El animal, reconociendo su voz, iba y venía inquieto, muy despacio. Simón echó mano al bolsillo y extrajo unos guisantes que siempre llevaba consigo y que junto con algún cereal y algo de cáñamo eran su alimento cotidiano y los colocó en la palma de su mano izquierda ofreciéndosela abierta. El ave se rindió al argumento de la manduca y acudió al reclamo y en cuanto se puso a tiro, el muchacho la agarró con la diestra, suave aunque firmemente. Entonces se dio cuenta: al voltearla vio que, amarrada con una anilla a su pata izquierda, venía una misiva. El corazón se puso a latir cual tripa de timbal pero no por ello descuidó su tarea, colocó a Volandero en el interior de la abertura de su casaca y procedió a ajustar los cordones del escote; el ave quedó presa entre la cuerda que le ajustaba la cintura y la cerrada escotadura, luego, mirando cuidadosamente dónde colocaba sus pies y ayudándose con las manos, fue ascendiendo hasta llegar a la puerta del palomar; al abrirla se mezcló el ruido que el vuelo corto de la aves producía, semejante a sordos cachetes, con el chirriar de los goznes. Simón taponó el hueco con su cuerpo a fin de impedir que alguna de las otras aves intentara una salida inoportuna y luego, agachándose, se introdujo en la jaula y cerró la puerta tras de sí. Cuando extrajo del interior de su casaca al palomo le temblaba la mano; con sumo tiento procedió a extraer la anilla de la patita sin dañar al animal y luego lo soltó entre sus compañeras que lo recibieron alborozadas. Lentamente, casi como si realizara un rito, fue desenrollando la misiva y cuando la tuvo desplegada procedió a leerla, a la luz tenue de la mañana, con el corazón desbocado ante las noticias que sin duda le enviaba su quimera.

Amado mío:

Cuando ésta llegue a vuestras manos mi corazón sangrará de pena y envidiará al papel que recoge estas letras, porque estará con vos.

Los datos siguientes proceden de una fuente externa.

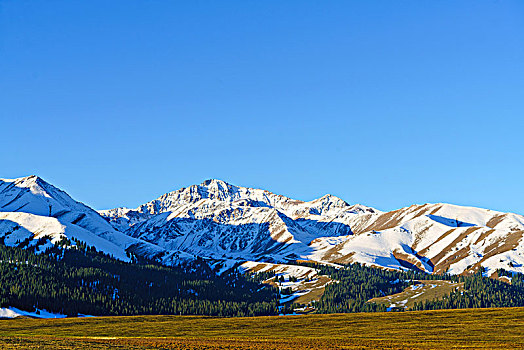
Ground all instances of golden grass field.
[0,308,524,350]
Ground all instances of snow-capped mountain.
[100,180,379,262]
[100,180,524,274]
[0,175,186,260]
[0,176,524,274]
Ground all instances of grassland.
[369,280,464,309]
[0,308,524,350]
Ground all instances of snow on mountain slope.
[310,203,524,275]
[0,175,182,260]
[0,176,524,274]
[99,180,378,229]
[100,180,524,274]
[100,180,378,262]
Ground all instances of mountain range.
[0,175,524,276]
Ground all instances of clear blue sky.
[0,0,524,213]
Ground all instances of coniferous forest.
[0,243,278,316]
[0,241,524,317]
[310,264,524,313]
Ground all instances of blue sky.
[0,0,524,213]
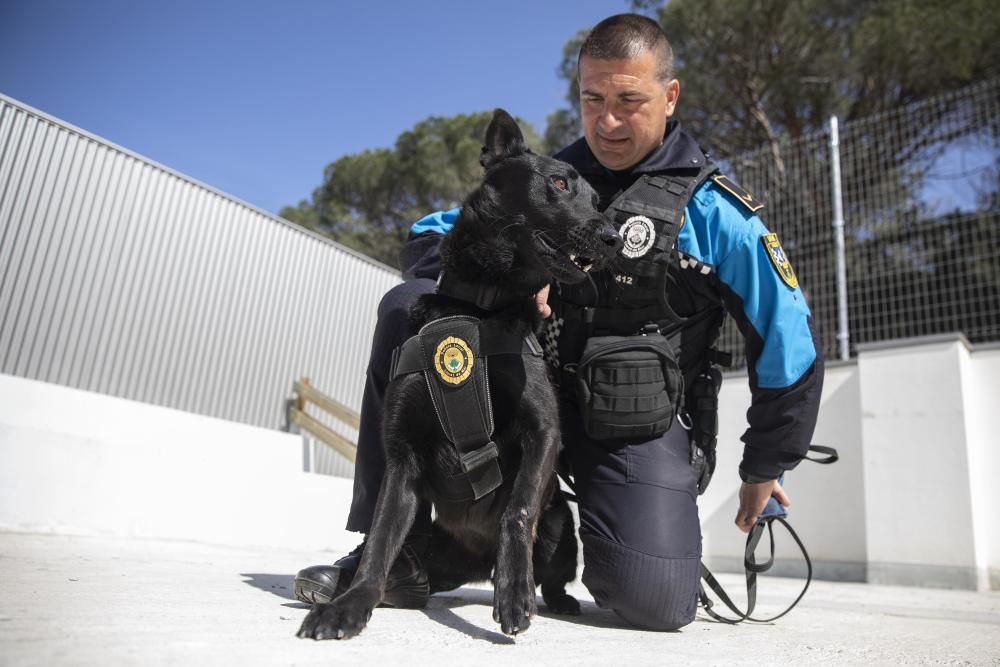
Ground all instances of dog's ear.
[479,109,528,169]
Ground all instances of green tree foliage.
[550,0,1000,160]
[280,111,544,266]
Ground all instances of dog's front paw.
[493,577,538,635]
[298,596,374,639]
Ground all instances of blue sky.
[0,0,628,212]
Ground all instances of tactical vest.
[558,163,724,444]
[559,162,721,365]
[390,315,542,501]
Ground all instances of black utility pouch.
[576,333,684,440]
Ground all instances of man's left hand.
[736,479,792,533]
[535,285,552,320]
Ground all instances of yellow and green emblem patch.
[434,336,475,385]
[712,174,764,213]
[760,233,799,289]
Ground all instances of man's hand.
[736,479,792,533]
[535,285,552,320]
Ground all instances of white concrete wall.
[700,335,1000,590]
[699,362,866,581]
[858,337,978,588]
[0,375,356,550]
[0,336,1000,589]
[962,346,1000,590]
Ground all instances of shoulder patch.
[712,174,764,213]
[760,233,799,289]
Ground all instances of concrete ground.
[0,533,1000,667]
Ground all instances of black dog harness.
[390,315,542,501]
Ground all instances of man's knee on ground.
[581,535,701,630]
[376,278,434,330]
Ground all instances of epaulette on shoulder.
[712,174,764,213]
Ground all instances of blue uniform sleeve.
[399,208,461,280]
[410,208,462,236]
[678,182,823,482]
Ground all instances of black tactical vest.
[557,162,723,374]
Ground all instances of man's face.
[580,51,680,171]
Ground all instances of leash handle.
[698,516,812,625]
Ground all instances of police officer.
[296,14,823,630]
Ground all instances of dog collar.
[434,271,541,312]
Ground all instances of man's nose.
[597,103,622,131]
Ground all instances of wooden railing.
[287,378,361,463]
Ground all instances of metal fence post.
[830,116,851,360]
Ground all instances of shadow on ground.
[240,573,637,645]
[240,573,296,609]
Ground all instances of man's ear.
[479,109,527,169]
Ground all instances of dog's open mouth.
[569,253,594,273]
[535,233,598,282]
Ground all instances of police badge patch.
[760,233,799,289]
[618,215,656,259]
[434,336,475,385]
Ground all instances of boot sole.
[295,577,430,609]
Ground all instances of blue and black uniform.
[347,121,823,629]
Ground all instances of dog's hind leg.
[425,523,493,593]
[534,491,580,616]
[493,422,557,635]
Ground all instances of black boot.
[295,537,430,609]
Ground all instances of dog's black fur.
[299,109,621,639]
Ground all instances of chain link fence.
[720,80,1000,366]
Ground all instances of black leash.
[698,445,840,624]
[558,445,840,625]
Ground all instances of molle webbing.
[390,316,542,500]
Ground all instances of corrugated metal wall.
[0,96,399,478]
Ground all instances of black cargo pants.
[347,279,701,630]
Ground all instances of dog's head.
[456,109,622,283]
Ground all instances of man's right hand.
[535,285,552,320]
[736,479,792,533]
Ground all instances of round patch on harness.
[434,336,475,385]
[618,215,656,259]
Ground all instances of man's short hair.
[577,14,674,83]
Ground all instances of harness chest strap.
[390,316,542,500]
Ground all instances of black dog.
[298,109,621,639]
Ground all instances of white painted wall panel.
[0,96,399,474]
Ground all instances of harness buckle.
[641,322,661,336]
[461,440,500,473]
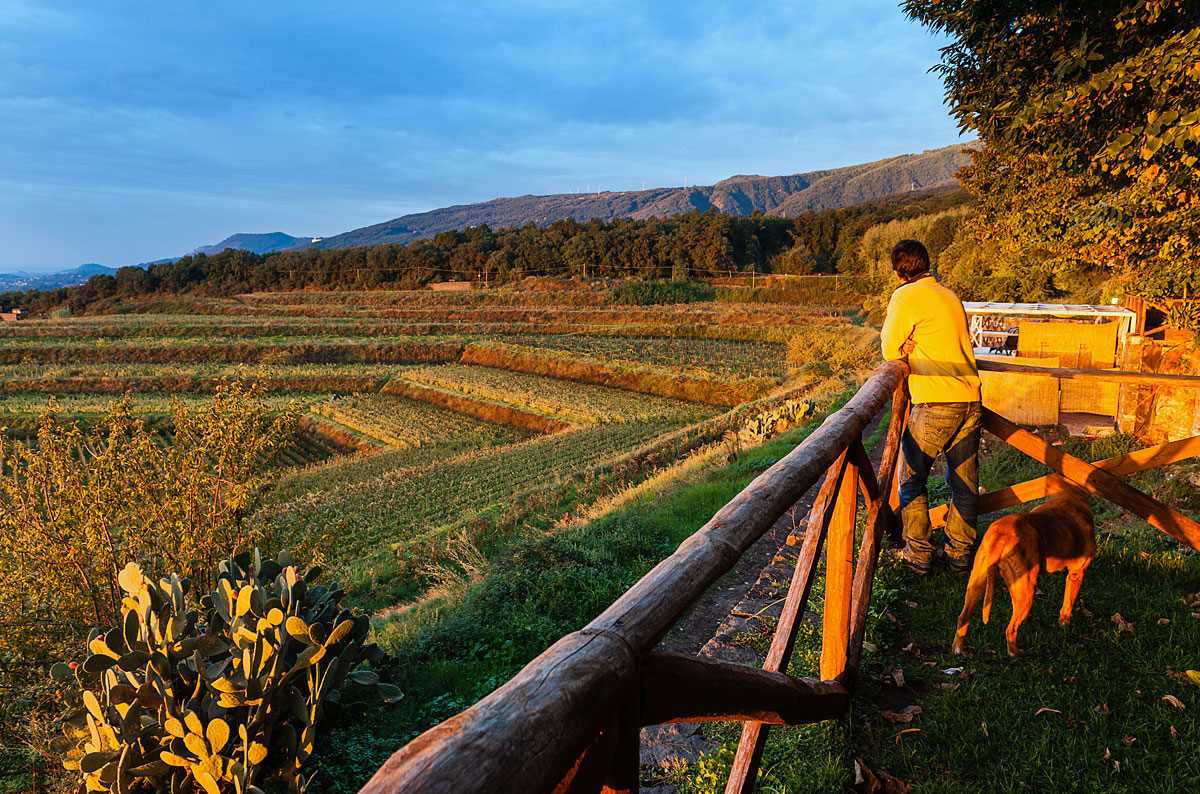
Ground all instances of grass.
[668,437,1200,794]
[401,363,716,425]
[313,422,835,793]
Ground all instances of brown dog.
[952,488,1096,656]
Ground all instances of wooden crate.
[977,356,1058,426]
[1016,320,1121,369]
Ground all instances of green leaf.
[118,563,143,595]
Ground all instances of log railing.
[362,361,907,794]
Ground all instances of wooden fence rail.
[362,361,908,794]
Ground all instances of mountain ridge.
[293,142,973,249]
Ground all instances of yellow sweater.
[880,276,979,403]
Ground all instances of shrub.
[52,549,401,794]
[0,380,295,661]
[611,278,716,306]
[787,326,881,378]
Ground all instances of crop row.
[312,395,532,447]
[254,422,673,593]
[400,363,712,425]
[0,339,463,366]
[213,303,841,326]
[462,342,779,405]
[238,289,608,308]
[0,314,846,347]
[0,392,329,423]
[487,333,787,380]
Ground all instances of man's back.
[881,276,979,403]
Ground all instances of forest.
[0,191,972,314]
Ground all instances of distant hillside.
[302,144,971,248]
[0,263,116,291]
[188,231,313,254]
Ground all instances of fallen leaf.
[854,758,882,794]
[880,769,912,794]
[883,705,920,724]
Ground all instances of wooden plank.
[600,687,642,794]
[553,714,618,794]
[983,408,1200,551]
[845,390,908,680]
[361,628,637,794]
[725,450,848,794]
[362,361,908,794]
[590,361,907,654]
[641,651,850,726]
[977,360,1200,389]
[929,435,1200,529]
[821,450,862,680]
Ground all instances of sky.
[0,0,959,271]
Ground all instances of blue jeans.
[900,403,982,567]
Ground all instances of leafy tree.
[904,0,1200,321]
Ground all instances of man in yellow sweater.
[881,240,980,575]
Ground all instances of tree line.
[0,191,970,314]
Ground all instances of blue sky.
[0,0,959,271]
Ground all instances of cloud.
[0,0,956,269]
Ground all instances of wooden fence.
[362,361,1200,794]
[362,361,908,794]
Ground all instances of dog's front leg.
[1004,565,1038,656]
[1058,559,1091,626]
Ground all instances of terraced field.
[0,288,846,607]
[312,395,534,447]
[400,363,714,425]
[256,422,679,606]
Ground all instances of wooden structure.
[362,361,1200,794]
[964,302,1144,431]
[362,362,907,794]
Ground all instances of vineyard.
[0,283,848,607]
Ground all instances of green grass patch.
[304,405,845,792]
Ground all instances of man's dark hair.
[892,240,929,281]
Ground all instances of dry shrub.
[0,380,295,662]
[787,326,882,378]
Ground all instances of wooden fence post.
[821,459,858,681]
[846,387,908,678]
[725,450,858,794]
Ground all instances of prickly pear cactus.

La decisión que ha adoptado mi padre es inaplazable y si no ocurre algo excepcional para las fiestas de Rosh Hashana me prometerán en matrimonio con Rubén Ben Amía, al que respeto y aprecio, como os dije, pero en modo alguno amo, pues de sobra sabéis que vos sois el único dueño de mis pensamientos y el elegido de mi corazón.

Si todo lo que me habéis jurado es cierto, ¡os ruego que me libréis de esta cárcel y me salvéis de este destino cruel ya que la vida, si no es a vuestro lado, no quiero vivirla!

Se acercan tiempos de congoja, oscuridad y crujir de dientes, no es éste el momento oportuno ni el medio adecuado de explicaros todo lo que he oído, pero hablad con vuestro amigo David Caballería, el del almacén de carros, y él os podrá poner al corriente de lo que se avecina.

Mi aya no se atreve a contradecir a mi padre y no es capaz de llevaros este mensaje pero si, cuando vaya a vuestra tienda, le dais un recado para mí, me ve tan desesperada, que sé que me lo transmitirá.

Amado mío, estoy dispuesta a todo y haré cuanto me digáis, ¡no me abandonéis en este trance!

Vuestra o muerta.

Esther

Simón, con un tembleque en el cuerpo que no se debía precisamente al relente de la madruga, abrió la puerta del palomar y, cerrándola tras él, fue bajando por las húmedas tejas hasta alcanzar la escalera que descendía a su azotea.

Durante toda la mañana anduvo como alma en pena por la tienda que su tío compartía con su padre, despachando parroquianas con la única esperanza de que se hiciera el milagro y apareciera por la puerta el ama de Esther, pero no ocurrió tal cosa. Lo que sí sucedió fue que su tío tuvo que amonestarlo un par de veces pues su trabajo no fue el acostumbrado y su diligencia dejó mucho que desear; el tiempo transcurrió lento y espeso y no veía el momento de que llegara el descanso del mediodía y se cerrara el negocio para poder acudir junto a su amigo David, tal como le indicaba su amada en la misiva que, por cierto, cada dos por tres extraía de su bolsa para leerla una y otra vez. Finalmente y tras despachar a una dueña dubitativa que no acababa de decidirse entre unos zarcillos y una pulsera, su tío dio la tan ansiada orden y él partió como rayo del Sinaí hacia el almacén de carros donde su amigo David Caballería ejercía su oficio de alquilador de carruajes en el negocio de su pariente. Llegó con la respiración entrecortada y el corazón batiéndole como la tapa de una marmita de agua hirviente puesta al fuego, hasta el punto que tuvo que detenerse junto al arco de piedra de la entrada para recuperar el resuello. Desde allí, y en tanto sosegaba la respiración, divisó a su amigo en la garita del fondo sujetando el cálamo en su diestra mano y, como era su costumbre, trasladando a unos pergaminos sujetos con una guita una ristra de números. Cuando comenzó a caminar sobre el sendero de barro que conducía a la caseta del cobertizo, el otro levantó la cabeza de la tarea y, al divisarlo, saludó alegremente. Simón llegó al ventanuco y se apoyó en el marco del mismo. David supo, por la expresión de su amigo, que algún asunto grave le traía allí.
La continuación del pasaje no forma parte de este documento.